Thank you most of all to the guys who ate the cake– those I fibbed to about why I had it, and those who I was honest with about my cakebarring scheme. I really appreciate you eating into it.
This really isn’t the end, although I don’t know what’s next for the blog. My dad has suggested cakeplaning. I’ll have to figure it out.

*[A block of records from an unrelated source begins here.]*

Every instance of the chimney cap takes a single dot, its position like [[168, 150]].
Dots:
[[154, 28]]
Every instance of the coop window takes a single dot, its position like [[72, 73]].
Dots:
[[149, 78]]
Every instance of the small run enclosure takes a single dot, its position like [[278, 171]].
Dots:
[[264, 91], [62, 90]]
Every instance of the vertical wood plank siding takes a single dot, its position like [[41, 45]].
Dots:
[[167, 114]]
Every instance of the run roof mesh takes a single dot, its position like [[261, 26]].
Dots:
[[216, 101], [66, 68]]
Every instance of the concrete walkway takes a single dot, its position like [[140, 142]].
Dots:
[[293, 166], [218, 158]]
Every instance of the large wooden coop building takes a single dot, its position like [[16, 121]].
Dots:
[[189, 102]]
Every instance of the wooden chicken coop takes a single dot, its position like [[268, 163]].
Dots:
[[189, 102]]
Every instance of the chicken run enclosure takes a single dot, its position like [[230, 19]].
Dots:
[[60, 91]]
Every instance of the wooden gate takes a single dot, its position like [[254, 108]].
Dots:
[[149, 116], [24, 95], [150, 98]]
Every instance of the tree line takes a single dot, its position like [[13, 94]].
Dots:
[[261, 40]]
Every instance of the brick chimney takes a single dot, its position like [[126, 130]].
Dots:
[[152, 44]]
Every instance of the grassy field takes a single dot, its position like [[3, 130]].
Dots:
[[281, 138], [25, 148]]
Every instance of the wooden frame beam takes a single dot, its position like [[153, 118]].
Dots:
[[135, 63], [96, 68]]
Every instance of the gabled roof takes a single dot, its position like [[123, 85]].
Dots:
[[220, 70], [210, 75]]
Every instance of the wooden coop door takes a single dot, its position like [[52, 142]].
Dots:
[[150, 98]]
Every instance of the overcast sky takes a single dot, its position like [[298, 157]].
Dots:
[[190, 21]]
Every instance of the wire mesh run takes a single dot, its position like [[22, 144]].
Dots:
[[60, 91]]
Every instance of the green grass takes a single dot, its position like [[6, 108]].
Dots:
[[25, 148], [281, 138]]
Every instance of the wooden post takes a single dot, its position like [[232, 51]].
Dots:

This year I went to St. Nick’s, Golden Road Brewing, Mohawk Bend, Bigfoot Lodge, Crown and Anchor, Bar 107, the Surly Goat, the Happy Ending, Lola’s, 1642, Bar Lubitsch, One-Eyed Gypsy, Villain’s Tavern, Good Luck Bar, Thirsty Crow, Edendale, Sassafras, HMS Bounty, SPiN LA at the Standard Hotel, Oldfield’s Liquor Room, the Pikey, the Red Door, Hinano Cafe, Hemingway’s Lounge, the Phoenix, the Woods, the Brickyard Pub, the 3rd Stop, Wellesbourne, Basement Tavern, La Poubelle, Village Tavern, The Daily Pint, and The Griffin. I also went to Yellow Jacket Social Club in Austin, Texas, Dusty Fry in Oklahoma, a wedding in Wisconsin, No. 308 in Nashville, and tried cakebarring at the Hollywood Bowl and a food truck on Venice Boulevard. My last four cakebarring excursions were carried out in Nashville, Tennessee, at Santa’s Pub, Paradise Park, The Pinewood Social, and The Stone Fox.